[Mesa-dev] [PATCH 03/10] i965/skl: Enable fast color clears on SKL
Chad Versace
chad.versace at intel.com
Mon Nov 9 11:43:06 PST 2015
On Tue 03 Nov 2015, Ben Widawsky wrote:
> On Fri, Oct 16, 2015 at 04:10:02PM -0700, Chad Versace wrote:
> > But this patch doesn't enable fast clears! The reverts in pathches 6 and
> > 7 need to be folded into this patch, otherwise the patch does not do
> > what it claims.
> >
> > Also, you can't enable fast clears before patches 4 and 5 without introducing
> > regressions. Patches 4 and 5 must precede this patch.
> >
>
> I did mention this in a later patch. I should have at least added that comment
> here as well and probably changed the short summary. To repeat what I had there
> though, I really liked having the differing SKL functionality be split out in
> the separate patches and couldn't do it in my earlier patches because I didn't
> have the tiny one liners that you added for strictly disabling the fast clears.

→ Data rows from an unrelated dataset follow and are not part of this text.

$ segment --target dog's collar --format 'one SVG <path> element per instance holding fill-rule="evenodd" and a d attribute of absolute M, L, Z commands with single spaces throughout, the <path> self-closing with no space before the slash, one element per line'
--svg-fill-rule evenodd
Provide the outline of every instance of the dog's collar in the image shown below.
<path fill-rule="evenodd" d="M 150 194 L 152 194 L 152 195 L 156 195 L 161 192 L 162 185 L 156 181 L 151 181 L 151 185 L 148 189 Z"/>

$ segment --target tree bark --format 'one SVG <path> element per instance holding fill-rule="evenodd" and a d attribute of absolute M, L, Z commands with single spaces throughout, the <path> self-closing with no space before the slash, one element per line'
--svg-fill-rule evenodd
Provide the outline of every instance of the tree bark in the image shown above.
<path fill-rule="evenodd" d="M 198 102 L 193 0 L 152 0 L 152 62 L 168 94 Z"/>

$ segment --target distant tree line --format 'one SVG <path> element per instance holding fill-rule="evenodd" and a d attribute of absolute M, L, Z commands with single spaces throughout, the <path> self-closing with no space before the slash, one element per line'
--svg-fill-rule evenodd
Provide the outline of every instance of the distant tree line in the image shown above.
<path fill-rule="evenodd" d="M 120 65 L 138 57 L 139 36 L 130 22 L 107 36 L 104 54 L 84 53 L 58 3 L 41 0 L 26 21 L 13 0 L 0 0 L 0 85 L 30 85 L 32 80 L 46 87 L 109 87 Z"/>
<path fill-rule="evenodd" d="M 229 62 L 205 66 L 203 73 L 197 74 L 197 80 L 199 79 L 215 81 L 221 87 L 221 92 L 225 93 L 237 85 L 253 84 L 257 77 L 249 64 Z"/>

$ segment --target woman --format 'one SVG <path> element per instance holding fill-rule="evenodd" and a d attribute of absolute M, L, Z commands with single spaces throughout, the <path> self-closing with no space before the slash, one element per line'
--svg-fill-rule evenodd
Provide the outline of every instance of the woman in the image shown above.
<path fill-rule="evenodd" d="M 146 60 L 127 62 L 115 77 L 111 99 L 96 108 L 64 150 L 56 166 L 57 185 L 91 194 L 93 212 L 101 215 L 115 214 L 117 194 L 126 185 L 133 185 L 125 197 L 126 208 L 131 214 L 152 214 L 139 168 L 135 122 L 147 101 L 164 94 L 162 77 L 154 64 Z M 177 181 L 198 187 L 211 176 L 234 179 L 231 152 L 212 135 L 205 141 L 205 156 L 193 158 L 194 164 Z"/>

> I still prefer having these split out, and I consider that a pretty strong
> distinction given that I usually opt for fewer patches.
>
> I've modified this locally to summarize the above. I haven't read your review
> comments for the patches after this yet. It's likely that you noticed this, and
> we can continue the discussion there.
The commit subject says "Enable fast color clears on Skylake", but this
patch doesn't actually enable them. It's not until the revert in patch
7 that they're actually enabled.
The commit subject needs to reflect what the patch actually does.
Claiming it enables fast color clears creates a misleading git history.
>
> > On Tue 13 Oct 2015, Ben Widawsky wrote:
> > > Based on a patch originally from Kristian. Skylake has extended capabilities
> > > with regard to fast clears, but that is saved for another patch.
> > >
> > > The same effect could be acheived with the following, however I think the way
> > > I've done it is more in line with how the docs explain it.
> > > --- a/src/mesa/drivers/dri/i965/intel_mipmap_tree.c
> > > +++ b/src/mesa/drivers/dri/i965/intel_mipmap_tree.c
> > > @@ -150,9 +150,13 @@ intel_get_non_msrt_mcs_alignment(struct brw_context *brw,
> > > /* In release builds, fall through */
> > > case I915_TILING_Y:
> > > *width_px = 32 / mt->cpp;
> > > - *height = 4;
> > > + if (brw->gen >= 9)
> > > + *height = 2;
> > > + else
> > > + *height = 4;
> > >
> > > Signed-off-by: Ben Widawsky <ben at bwidawsk.net>
> > > ---
> > > src/mesa/drivers/dri/i965/brw_meta_fast_clear.c | 54 +++++++++++++++++--------
> > > src/mesa/drivers/dri/i965/gen8_surface_state.c | 34 ++++++++++++----
> > > src/mesa/drivers/dri/i965/intel_mipmap_tree.c | 9 +++++
> > > src/mesa/drivers/dri/i965/intel_mipmap_tree.h | 7 +++-
> > > 4 files changed, 78 insertions(+), 26 deletions(-)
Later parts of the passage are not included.